Uncovering thalidomide’s target and repurposing it for a new class of drugs

Despite its notoriety, thalidomide is still used for treating multiple myeloma and leprosy under very strict control. However, the mystery of its role in causing birth defects remained murky until 2010, when a study identified the protein Cereblon as a direct target of thalidomide. Researchers found that Cereblon works as an E3 ligase – meaning it tags other proteins to mark them for destruction – and that thalidomide disrupts that activity, causing deformities in zebrafish and chicks. A later study discovered that thalidomide forces Cereblon to tag a critical protein called SALL4 that turns on the genes responsible for limb development, providing a molecular reasoning behind the thalidomide scandal of the 1960s.

E3 ligases have been the center of attention in a rapidly developing area of therapeutics known as targeted protein degradation, which involves hijacking E3 ligases to mark disease-causing protein “targets” for destruction. A popular way to accomplish such a feat is through a PROTAC, or proteolysis-targeting chimera. In PROTACs, one half binds the E3 ligase and the other half binds the target, bridging the gap between the two proteins and giving the E3 ligase an opportunity to destroy a protein that causes disease. Traditional drugs often work by binding the small, specific pocket that gives a protein its activity, thereby shutting it down. However, not all troublesome proteins have such pockets and are considered “undruggable” by conventional drug design. PROTACs can avoid this issue by binding anywhere on the target, blowing the field wide open to target notorious proteins long-thought to be “undruggable”.

Cartoon of a PROTAC drug that binds an E3 ligase and a protein target to trigger target destruction.
Cartoon of a proteolysis-targeting chimera (PROTAC). Created with Biorender.com.

The concept of a PROTAC was first presented in 2001. Over a decade later, the first set of PROTAC designs targeting well-known, disease-causing proteins were unveiled.

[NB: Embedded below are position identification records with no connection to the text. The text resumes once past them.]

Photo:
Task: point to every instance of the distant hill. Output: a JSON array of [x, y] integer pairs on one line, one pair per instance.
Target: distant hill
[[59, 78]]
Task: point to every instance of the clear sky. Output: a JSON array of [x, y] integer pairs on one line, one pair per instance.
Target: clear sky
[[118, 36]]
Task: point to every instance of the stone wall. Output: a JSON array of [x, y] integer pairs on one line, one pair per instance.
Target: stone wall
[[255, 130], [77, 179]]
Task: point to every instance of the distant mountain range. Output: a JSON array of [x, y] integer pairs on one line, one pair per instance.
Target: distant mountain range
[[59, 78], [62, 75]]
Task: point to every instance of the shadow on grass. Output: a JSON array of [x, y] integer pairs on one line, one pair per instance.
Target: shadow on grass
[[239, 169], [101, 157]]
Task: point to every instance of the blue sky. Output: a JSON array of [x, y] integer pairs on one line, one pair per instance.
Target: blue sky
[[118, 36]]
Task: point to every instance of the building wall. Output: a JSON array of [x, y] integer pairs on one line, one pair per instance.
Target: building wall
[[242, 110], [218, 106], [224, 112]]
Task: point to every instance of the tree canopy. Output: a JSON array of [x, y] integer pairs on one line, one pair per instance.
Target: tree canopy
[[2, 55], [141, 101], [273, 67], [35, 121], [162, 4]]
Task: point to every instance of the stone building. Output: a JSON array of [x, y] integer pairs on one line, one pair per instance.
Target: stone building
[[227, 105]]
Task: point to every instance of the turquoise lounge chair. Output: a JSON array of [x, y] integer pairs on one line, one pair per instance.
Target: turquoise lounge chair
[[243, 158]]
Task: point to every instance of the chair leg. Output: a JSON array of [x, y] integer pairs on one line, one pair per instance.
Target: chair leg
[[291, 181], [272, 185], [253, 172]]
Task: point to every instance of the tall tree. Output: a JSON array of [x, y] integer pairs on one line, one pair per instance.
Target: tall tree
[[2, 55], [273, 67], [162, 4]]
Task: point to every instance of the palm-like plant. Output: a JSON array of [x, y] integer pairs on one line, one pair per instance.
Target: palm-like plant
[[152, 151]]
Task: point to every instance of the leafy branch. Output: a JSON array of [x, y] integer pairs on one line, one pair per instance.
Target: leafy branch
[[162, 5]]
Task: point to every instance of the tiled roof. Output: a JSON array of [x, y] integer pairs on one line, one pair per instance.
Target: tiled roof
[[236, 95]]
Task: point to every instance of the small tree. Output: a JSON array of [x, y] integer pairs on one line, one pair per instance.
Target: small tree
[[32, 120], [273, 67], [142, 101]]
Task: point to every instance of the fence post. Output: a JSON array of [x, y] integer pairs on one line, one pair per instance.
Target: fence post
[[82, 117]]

Using its interaction with thalidomide, Cereblon remains one of the major E3 ligases harnessed for PROTACs today. As of January 2023, at least eighteen PROTACs have entered clinical trials. Two such PROTACs – both of which hijack Cereblon – are in Phase II or III clinical trials and take their aim at well-established protein targets in prostate and breast cancer.

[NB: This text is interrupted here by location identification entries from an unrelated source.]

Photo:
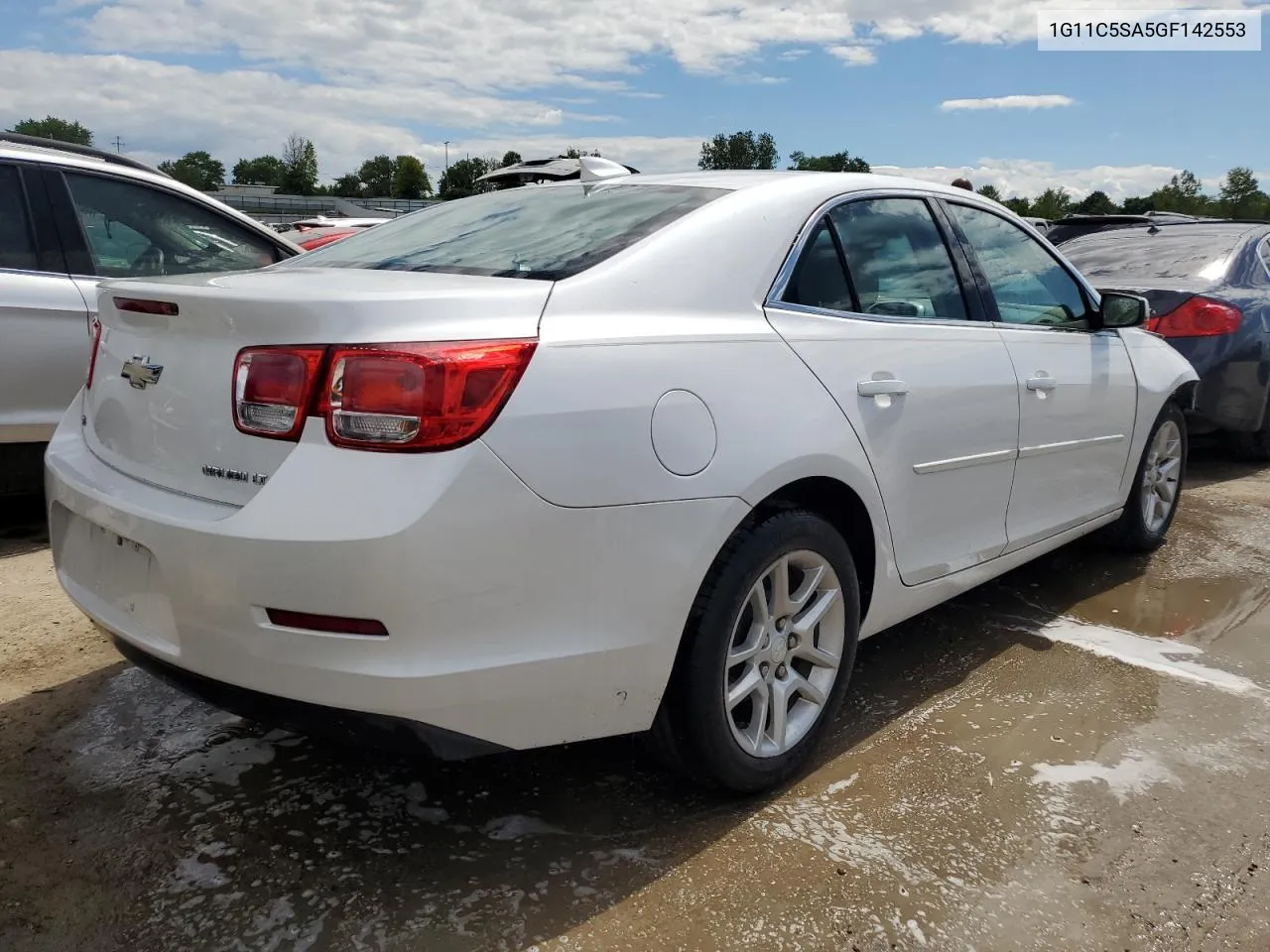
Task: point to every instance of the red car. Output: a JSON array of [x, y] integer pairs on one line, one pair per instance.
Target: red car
[[317, 238]]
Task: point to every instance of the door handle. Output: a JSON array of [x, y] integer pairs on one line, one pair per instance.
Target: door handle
[[881, 388]]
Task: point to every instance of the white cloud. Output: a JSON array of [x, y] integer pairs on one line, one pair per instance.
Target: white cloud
[[1046, 102], [853, 55], [361, 76], [1025, 177]]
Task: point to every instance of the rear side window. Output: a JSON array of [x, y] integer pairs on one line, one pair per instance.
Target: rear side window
[[818, 278], [1176, 253], [1026, 281], [17, 243], [898, 261], [548, 232], [137, 231]]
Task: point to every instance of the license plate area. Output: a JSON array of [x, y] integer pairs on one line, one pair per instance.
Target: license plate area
[[119, 579]]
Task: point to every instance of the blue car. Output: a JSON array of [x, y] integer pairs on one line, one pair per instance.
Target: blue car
[[1207, 284]]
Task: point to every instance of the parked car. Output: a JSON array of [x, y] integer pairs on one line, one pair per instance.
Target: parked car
[[1076, 225], [535, 172], [309, 239], [630, 453], [68, 217], [1207, 284]]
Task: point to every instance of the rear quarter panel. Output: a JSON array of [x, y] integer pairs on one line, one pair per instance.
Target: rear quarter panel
[[1161, 372]]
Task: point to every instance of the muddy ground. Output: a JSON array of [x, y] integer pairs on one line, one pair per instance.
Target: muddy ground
[[1071, 758]]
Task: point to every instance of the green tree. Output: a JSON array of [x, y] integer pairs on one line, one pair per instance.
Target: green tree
[[197, 171], [460, 179], [1241, 195], [262, 171], [377, 176], [1138, 204], [838, 162], [299, 167], [348, 185], [1095, 203], [1184, 193], [53, 127], [739, 150], [409, 178], [1052, 203]]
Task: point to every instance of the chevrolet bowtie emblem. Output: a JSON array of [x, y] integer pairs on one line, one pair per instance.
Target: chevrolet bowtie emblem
[[140, 372]]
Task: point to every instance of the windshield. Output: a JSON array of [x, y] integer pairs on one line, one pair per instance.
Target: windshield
[[1170, 257], [548, 232]]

Major concerns for PROTACs include their structure and size, which are unlike traditional drugs,  as well as their potential to destroy the target protein in healthy tissues. A recent study investigated the opposite side of the PROTAC. Researchers scoured the hundreds of E3 ligases to identify 76 that could be successful in new PROTAC designs based on whether they have known binder molecules, are less abundant in healthy tissue, are highly abundant in cancerous tissue, and more. By having an expanded repertoire of E3 ligases at their disposal, scientists can design PROTACs tailored to a disease and minimize the chance of side effects. Even as the targeted protein degradation field turns its gaze towards other E3 ligases, PROTACs that harness the unique interaction between Cereblon and thalidomide continue to pave the way through clinical trials as the leaders in this new class of therapeutics.